It is impossible not to conclude that this is all about a prominent Republican state officeholder reluctant to see his party lose its hegemony over Ohio in the 2006 election. Mr. Petro needs to understand it's quite likely that ship has already sailed.

At least, it must be said, Mr. Petro is being consistent in the art of foot-dragging.

From April 3, when The Blade first began reporting a scandal that early on we dubbed "Coingate," to May 26, when coin dealer Tom Noe's attorney acknowledged that some $10 million to $12 million in public money was missing, the attorney general remained silent.

Over that period of weeks, Mr. Noe unloaded personal assets that might have been purchased with the state's money. Only belatedly, and reluctantly it seemed, did the attorney general pay attention to the mess swirling around the BWC and Mr. Noe's management of two rare-coin funds.

However, we believed that Mr. Petro would certainly find "religion" after the state's highest court came down decisively on the side of openness and public records.

We thought we saw progress last Thursday when the attorney general flat-out said at a press conference that Mr. Noe stole nearly $4 million in taxpayer money invested with the coin funds. Consequently, this newspaper and the public assumed full disclosure of supporting documents would finally occur - and quickly.

Instead Mr. Petro seems to be confused about a Supreme Court ruling that no attorney general could possibly misunderstand. The records, he said, are the subject of an "ongoing review process," adding that he would determine which could be released and which would be exempt from disclosure.

What gall to assume he has the right to pick and choose! The Supreme Court said nothing in its order about exemptions.

Mr. Petro's office says only that it wants to comply with a letter from Inspector General Thomas Charles urging caution in determining what is public record and what isn't. But Mr. Charles' letter to Mr. Petro is dated June 17, weeks before the Supreme Court's ruling.

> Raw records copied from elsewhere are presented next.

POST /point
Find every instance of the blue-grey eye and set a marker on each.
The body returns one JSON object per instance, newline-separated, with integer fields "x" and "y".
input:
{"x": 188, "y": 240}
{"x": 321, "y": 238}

A Supreme Court decision certainly trumps a letter from the inspector general.

It's regrettable The Blade has had to go back to the Supreme Court to force compliance with a clear and indisputably correct decision.

The attorney general of this state has more than 11 million constituents. He wants to be their governor? It's time he put their interests ahead of his own and his party's.

Mr. Petro needs to release everything he's withholding - and he needs to do so at once.